The measurement was carried out by placing in a constant temperature bath at ℃. The voltage waveform used for destruction was a negative polarity, 1 × 40 μs impulse waveform, the waveform was observed with an oscilloscope, and the one that was destroyed at the wave front was used as data, and the average value of 20 points or more was taken.

Comparative Example 1 Under the same polymerization conditions as in the above Production Method 1, an ethylene homopolymer was prepared without injecting an aromatic compound, and the same measurement was carried out. The results are shown in Table 1.

Comparative Example 2 and Comparative Example 3 Under the same polymerization conditions as in the above Production Method 1, an ethylene-based polymer was prepared in which the content of the unit having an aromatic ring was outside the range of the present invention, and the same measurement was carried out. The results are shown in Table 1.

Comparative Example 4 Polymerization was carried out under the same conditions except that propylene was used instead of n-heptane as the chain transfer agent in the above Production Method 1 (Production Method 2) to prepare an ethylene-based polymer, and the same measurement was performed. The results are shown in Table 1.

Evaluation results As is clear from Table 1, in Examples 1 to 11, the polymers of the present invention have superior fracture resistance to ethylene homopolymer (Comparative Example 1) at low temperature and high temperature, and are particularly excellent in high temperature region. It means that.

On the other hand, in Comparative Examples 2 and 3, when the aromatic compound content was outside the range of the present invention, no improvement effect was observed.

Further, in Comparative Example 4, when the crystallinity was out of the range of the present invention, the similar improving effect was not observed.
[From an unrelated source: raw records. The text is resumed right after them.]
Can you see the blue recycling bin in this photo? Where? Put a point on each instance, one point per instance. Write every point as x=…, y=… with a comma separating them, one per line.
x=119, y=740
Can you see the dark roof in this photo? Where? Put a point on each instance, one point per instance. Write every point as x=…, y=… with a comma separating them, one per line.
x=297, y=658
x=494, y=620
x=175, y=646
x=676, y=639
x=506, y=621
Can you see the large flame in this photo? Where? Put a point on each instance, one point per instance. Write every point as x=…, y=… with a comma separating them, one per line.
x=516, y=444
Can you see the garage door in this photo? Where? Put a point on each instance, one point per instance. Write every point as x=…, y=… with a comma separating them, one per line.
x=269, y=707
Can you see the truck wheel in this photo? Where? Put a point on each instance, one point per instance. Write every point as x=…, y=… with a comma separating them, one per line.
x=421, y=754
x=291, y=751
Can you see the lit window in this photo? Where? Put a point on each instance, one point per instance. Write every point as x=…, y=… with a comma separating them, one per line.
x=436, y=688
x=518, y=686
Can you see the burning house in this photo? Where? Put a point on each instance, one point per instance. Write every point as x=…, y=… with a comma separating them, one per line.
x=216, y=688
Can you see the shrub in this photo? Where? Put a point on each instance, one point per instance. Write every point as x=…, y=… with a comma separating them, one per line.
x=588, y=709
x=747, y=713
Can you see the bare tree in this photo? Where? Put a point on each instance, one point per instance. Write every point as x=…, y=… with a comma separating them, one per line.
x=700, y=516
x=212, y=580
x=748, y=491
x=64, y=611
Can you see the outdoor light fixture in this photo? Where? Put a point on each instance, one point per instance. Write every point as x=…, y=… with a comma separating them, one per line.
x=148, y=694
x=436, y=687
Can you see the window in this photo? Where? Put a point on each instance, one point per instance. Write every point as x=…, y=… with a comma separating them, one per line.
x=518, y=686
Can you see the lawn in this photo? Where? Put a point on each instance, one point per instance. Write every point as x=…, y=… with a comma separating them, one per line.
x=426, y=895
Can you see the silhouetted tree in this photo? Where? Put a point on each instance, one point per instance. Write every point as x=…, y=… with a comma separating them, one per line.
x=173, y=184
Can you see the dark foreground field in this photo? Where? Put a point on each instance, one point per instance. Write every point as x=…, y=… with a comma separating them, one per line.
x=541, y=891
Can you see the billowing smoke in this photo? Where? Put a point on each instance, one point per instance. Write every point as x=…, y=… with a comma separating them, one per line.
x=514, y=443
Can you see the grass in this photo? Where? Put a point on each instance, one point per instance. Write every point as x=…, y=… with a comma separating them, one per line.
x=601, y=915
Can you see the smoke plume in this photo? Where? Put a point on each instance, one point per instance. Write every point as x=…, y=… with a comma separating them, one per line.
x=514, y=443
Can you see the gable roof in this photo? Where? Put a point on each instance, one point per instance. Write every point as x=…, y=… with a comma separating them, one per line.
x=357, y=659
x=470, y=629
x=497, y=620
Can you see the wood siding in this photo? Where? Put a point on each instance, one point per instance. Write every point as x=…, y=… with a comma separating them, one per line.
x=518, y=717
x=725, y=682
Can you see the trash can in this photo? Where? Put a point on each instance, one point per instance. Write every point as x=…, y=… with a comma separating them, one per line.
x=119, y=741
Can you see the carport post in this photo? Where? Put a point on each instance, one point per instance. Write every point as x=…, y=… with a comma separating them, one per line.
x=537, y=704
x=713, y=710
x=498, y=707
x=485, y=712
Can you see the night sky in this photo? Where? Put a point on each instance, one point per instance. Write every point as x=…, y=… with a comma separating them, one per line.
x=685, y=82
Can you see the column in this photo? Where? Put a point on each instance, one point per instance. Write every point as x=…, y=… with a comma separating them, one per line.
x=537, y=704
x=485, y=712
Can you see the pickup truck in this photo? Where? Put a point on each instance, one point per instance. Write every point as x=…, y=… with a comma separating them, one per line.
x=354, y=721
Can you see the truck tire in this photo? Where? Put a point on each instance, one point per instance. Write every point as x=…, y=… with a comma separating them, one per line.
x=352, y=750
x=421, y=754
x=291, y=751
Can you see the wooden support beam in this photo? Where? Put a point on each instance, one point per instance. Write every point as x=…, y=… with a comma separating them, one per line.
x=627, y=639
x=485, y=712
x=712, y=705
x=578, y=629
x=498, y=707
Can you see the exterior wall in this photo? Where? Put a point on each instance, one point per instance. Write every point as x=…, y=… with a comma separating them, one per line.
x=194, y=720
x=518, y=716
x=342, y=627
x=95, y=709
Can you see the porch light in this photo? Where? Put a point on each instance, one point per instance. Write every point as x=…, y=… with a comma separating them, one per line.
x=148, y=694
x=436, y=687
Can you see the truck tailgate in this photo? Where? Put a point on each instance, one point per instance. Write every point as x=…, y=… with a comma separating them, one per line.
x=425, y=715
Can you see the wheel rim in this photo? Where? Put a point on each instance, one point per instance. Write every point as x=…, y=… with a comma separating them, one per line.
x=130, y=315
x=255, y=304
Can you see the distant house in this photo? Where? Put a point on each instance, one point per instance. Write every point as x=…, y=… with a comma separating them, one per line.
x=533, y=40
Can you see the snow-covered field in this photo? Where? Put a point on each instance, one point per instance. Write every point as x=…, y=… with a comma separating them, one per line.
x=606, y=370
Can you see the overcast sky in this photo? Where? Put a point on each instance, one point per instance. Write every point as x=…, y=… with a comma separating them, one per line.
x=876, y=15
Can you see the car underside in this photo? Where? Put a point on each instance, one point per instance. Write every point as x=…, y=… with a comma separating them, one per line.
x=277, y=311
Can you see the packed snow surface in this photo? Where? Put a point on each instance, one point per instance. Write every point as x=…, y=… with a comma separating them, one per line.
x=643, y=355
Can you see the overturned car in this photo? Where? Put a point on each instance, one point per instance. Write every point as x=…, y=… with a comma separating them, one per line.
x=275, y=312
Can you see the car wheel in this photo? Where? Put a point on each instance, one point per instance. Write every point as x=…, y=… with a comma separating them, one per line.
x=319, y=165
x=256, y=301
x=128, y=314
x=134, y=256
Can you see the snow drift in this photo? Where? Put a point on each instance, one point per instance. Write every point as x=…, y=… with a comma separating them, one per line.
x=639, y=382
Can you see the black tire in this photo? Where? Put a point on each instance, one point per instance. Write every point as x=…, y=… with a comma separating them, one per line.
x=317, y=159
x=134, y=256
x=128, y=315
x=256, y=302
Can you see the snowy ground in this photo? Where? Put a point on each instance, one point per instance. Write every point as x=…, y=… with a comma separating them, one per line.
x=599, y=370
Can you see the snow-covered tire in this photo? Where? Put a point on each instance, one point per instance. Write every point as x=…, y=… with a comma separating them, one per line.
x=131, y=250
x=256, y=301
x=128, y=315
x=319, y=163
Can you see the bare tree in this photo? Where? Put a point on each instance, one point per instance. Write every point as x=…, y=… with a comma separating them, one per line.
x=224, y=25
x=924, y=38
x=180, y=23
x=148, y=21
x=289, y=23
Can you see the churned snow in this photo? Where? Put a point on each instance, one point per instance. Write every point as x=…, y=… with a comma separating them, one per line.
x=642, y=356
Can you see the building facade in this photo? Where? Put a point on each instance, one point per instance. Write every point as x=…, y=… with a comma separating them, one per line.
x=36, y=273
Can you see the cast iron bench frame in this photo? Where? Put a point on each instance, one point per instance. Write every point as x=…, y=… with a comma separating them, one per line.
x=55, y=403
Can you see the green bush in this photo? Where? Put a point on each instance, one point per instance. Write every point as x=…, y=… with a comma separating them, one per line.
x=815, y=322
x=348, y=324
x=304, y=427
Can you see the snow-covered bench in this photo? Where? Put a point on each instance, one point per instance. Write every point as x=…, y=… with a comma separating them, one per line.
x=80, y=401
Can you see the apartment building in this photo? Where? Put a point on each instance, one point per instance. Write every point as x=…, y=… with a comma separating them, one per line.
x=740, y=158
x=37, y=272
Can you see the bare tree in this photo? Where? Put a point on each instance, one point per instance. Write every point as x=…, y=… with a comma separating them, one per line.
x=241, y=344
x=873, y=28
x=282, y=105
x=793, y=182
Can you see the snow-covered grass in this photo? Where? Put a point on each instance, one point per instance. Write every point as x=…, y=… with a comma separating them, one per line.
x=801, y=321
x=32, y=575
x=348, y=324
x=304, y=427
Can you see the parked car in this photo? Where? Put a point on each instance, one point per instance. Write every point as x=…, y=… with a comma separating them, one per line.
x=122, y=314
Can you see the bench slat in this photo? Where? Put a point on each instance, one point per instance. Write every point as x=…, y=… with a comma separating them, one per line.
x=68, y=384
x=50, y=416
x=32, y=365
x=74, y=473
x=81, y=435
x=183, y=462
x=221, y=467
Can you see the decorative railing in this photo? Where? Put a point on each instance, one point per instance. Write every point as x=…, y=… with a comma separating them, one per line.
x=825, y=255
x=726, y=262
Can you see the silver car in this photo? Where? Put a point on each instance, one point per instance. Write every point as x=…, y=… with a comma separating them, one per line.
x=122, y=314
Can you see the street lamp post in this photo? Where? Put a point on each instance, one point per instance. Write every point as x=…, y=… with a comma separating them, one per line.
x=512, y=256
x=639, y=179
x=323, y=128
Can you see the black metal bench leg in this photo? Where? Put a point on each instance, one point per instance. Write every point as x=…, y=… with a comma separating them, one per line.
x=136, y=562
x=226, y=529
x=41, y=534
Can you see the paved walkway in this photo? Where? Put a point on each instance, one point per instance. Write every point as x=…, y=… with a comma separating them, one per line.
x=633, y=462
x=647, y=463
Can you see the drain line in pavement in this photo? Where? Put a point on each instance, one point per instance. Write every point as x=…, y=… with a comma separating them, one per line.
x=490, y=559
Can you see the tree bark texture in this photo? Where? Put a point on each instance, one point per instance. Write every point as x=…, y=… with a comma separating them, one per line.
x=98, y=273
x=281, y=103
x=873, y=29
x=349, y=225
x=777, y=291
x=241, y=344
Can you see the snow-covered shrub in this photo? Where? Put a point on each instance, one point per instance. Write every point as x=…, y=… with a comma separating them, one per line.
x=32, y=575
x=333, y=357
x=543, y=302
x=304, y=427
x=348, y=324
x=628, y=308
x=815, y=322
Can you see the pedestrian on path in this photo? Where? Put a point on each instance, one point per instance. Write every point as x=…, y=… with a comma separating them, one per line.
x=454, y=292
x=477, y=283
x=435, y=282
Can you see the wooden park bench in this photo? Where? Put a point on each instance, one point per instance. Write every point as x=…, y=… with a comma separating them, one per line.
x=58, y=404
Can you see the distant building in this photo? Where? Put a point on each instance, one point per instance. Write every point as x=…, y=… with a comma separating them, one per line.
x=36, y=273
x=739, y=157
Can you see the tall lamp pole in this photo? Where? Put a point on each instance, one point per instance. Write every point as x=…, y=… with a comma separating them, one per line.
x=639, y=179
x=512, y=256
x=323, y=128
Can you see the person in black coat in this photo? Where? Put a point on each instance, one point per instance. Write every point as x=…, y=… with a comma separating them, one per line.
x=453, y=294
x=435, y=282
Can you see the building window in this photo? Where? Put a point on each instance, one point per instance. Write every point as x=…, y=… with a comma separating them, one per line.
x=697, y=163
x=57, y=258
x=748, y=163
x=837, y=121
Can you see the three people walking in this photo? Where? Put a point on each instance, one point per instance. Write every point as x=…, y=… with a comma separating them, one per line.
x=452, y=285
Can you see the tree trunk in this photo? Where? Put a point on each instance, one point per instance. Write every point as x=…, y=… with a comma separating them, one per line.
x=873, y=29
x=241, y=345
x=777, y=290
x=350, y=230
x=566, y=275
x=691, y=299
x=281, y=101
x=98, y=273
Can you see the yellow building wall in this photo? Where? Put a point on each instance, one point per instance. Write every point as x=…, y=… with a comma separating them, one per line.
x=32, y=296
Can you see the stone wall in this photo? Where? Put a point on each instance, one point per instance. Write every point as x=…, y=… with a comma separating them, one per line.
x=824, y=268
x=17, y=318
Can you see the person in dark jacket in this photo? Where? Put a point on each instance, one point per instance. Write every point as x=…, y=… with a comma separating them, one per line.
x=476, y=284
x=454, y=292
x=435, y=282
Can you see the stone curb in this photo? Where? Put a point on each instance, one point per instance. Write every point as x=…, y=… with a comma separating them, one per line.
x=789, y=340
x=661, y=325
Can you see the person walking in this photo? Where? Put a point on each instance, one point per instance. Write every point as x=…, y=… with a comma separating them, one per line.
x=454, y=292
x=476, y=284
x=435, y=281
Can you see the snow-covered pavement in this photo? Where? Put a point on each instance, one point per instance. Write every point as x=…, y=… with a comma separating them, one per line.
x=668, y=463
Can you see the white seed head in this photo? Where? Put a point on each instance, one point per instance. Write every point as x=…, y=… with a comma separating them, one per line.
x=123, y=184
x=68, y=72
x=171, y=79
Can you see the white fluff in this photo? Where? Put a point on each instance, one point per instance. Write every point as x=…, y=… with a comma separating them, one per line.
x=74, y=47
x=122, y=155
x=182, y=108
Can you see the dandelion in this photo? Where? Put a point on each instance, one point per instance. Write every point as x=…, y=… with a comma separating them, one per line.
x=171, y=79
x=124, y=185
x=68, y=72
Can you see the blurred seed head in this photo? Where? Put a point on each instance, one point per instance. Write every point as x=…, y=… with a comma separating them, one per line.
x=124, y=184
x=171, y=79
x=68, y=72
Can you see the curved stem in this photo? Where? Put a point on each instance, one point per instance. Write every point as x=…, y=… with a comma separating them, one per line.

[Brief description of drawings]

FIG. 1 is a schematic side view showing a McKeon electrode for impulse breakdown test in the present invention. 1 ... Stainless steel ball 2 ... Sample 3 ... Epoxy resin 4 ... Polymethyl methacrylate substrate

 ─────────────────────────────────────────────────── ─── Continuation of the front page (72) Inventor Shigenobu Kawakami 1-15-10 Hachiman, Ichikawa City, Chiba (56) References JP-A-58-11511 (JP, A)

Claims (2)

[Claims] 1. A high-pressure radical polymer containing 0.005 to 1 mol of a unit having an aromatic ring in 100 mol of ethylene units in a polymer chain and having a crystallinity of 30% or more by X-ray diffraction. An electrically insulating material made of an ethylene polymer obtained by a legal method. 2. The electrical insulating material according to claim 1, wherein the ethylene polymer contains another monomer.